Until we thoroughly discuss server side rendering, I don't think we can really act on this. In order for us to do this we'd need to make an ajax request to the API to confirm that the requested dataset exists, and "return" the correct page, or return a 404 if the ajax request returns a 404. Afaik there's no way for us to do this with Netlify redirects, they can't do things conditionally like that.

The discussion of SSR is probably one we should have, but I think we should punt on this until that's taken place. I also don't think this in and of itself is a reason to move to SSR, but rather a beneficial side effect of it.

waxlamp commented 2 years ago

yet to assess what would be ramifications, but as I have mentioned during our monday standup, it is not just curl use space -- it is rather the space of anything non-human which wants or needs to talk to an archive.

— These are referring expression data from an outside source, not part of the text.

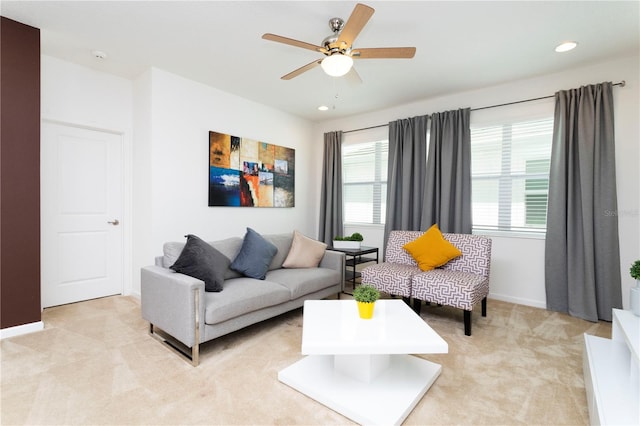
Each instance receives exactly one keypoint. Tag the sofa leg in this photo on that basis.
(417, 305)
(467, 323)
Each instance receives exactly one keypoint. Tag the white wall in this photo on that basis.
(79, 96)
(173, 119)
(518, 263)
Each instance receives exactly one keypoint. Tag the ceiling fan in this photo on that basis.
(338, 47)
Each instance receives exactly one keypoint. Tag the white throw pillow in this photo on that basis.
(305, 252)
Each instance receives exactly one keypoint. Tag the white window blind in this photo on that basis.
(364, 180)
(510, 176)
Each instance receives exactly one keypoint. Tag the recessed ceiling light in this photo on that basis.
(99, 54)
(566, 46)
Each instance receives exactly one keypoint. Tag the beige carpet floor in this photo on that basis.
(94, 363)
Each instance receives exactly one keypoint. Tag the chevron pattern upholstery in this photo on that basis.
(461, 283)
(394, 275)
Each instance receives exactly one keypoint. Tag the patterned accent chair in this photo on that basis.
(461, 283)
(394, 275)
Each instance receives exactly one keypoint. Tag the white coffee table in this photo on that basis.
(362, 368)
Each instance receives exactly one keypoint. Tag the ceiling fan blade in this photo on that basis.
(301, 70)
(384, 52)
(292, 42)
(358, 19)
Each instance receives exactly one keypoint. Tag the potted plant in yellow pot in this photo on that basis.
(634, 296)
(365, 296)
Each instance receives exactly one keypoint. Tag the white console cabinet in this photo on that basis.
(611, 372)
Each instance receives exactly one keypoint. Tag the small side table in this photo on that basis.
(354, 257)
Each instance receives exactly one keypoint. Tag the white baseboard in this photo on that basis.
(518, 300)
(21, 329)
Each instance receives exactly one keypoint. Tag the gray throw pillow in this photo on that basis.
(200, 260)
(255, 256)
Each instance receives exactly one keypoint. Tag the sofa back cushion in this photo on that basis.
(283, 243)
(229, 247)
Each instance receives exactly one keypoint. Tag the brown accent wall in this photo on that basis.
(19, 174)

But this is precisely what APIs are for.

The DANDI archive was perhaps better suited for a pure SSR solution from the start, so let's imagine we magically converted it to be SSR. curl usage would instantly improve, since it would get the same 404 response for an invalid dandiset ID as a human viewer of the website would. But I think that's about all the curl user would gain--in case of a 200 response, they would still need to parse out the DLP HTML to recover data about the dandiset.

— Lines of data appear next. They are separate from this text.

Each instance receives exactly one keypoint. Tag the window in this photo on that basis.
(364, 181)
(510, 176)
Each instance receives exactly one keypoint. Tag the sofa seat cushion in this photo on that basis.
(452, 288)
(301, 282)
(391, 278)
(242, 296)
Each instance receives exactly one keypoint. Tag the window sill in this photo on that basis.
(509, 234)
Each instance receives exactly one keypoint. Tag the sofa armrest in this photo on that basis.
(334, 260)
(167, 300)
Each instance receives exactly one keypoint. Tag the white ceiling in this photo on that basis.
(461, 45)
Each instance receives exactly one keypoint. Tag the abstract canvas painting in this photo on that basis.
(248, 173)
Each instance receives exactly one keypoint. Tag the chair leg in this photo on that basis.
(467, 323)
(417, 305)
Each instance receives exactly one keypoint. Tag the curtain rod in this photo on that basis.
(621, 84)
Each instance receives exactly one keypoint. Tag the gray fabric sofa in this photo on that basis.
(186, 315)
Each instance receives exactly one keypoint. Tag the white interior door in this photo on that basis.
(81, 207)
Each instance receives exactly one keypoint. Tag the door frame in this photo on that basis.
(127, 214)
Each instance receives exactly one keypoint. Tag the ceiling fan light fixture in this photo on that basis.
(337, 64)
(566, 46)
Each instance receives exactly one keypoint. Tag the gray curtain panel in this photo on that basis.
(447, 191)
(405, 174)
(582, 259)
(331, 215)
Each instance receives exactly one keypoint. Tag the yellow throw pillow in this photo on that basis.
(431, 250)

So I guess I would say, folks wanting to automate interaction with the DANDI archive would need to learn how the API works and use that directly--and then they get to have JSON-formatted data, as well as proper 404 responses, etc.

To summarize this a different way: the web portal is truly meant for humans, not machines, and IMO we should lean into that idea.

In the case of SSR, I suppose we could send a different response depending on the user agent string, but even in that case I might simply argue for machine clients to make use of the API, since that's really what it's there for.

returning plain 404 sounds like the best standard way for now. But could it be achieved?

Echoing Jake above, with our current architecture, I don't see how (but I'm open to ideas). My proposal for unasking this question is still for curl-users to hit the API instead of the frontend.

yarikoptic commented 2 years ago

So ok, issue should indeed be solved "one step at a time" and let's just get back to the original issue that there is no indication to a human user whatsoever that entered URL is not leading to some valid dandiset version. E.g. go to https://dandiarchive.org/dandiset/000167/0.220329.completenonsense

jjnesbitt commented 2 years ago

So ok, issue should indeed be solved "one step at a time" and let's just get back to the original issue that there is no indication to a human user whatsoever that entered URL is not leading to some valid dandiset version. E.g. go to dandiarchive.org/dandiset/000167/0.220329.completenonsense

Yes, this is something we should definitely address.

dandibot commented 1 year ago

:rocket: Issue was released in v0.3.17 :rocket: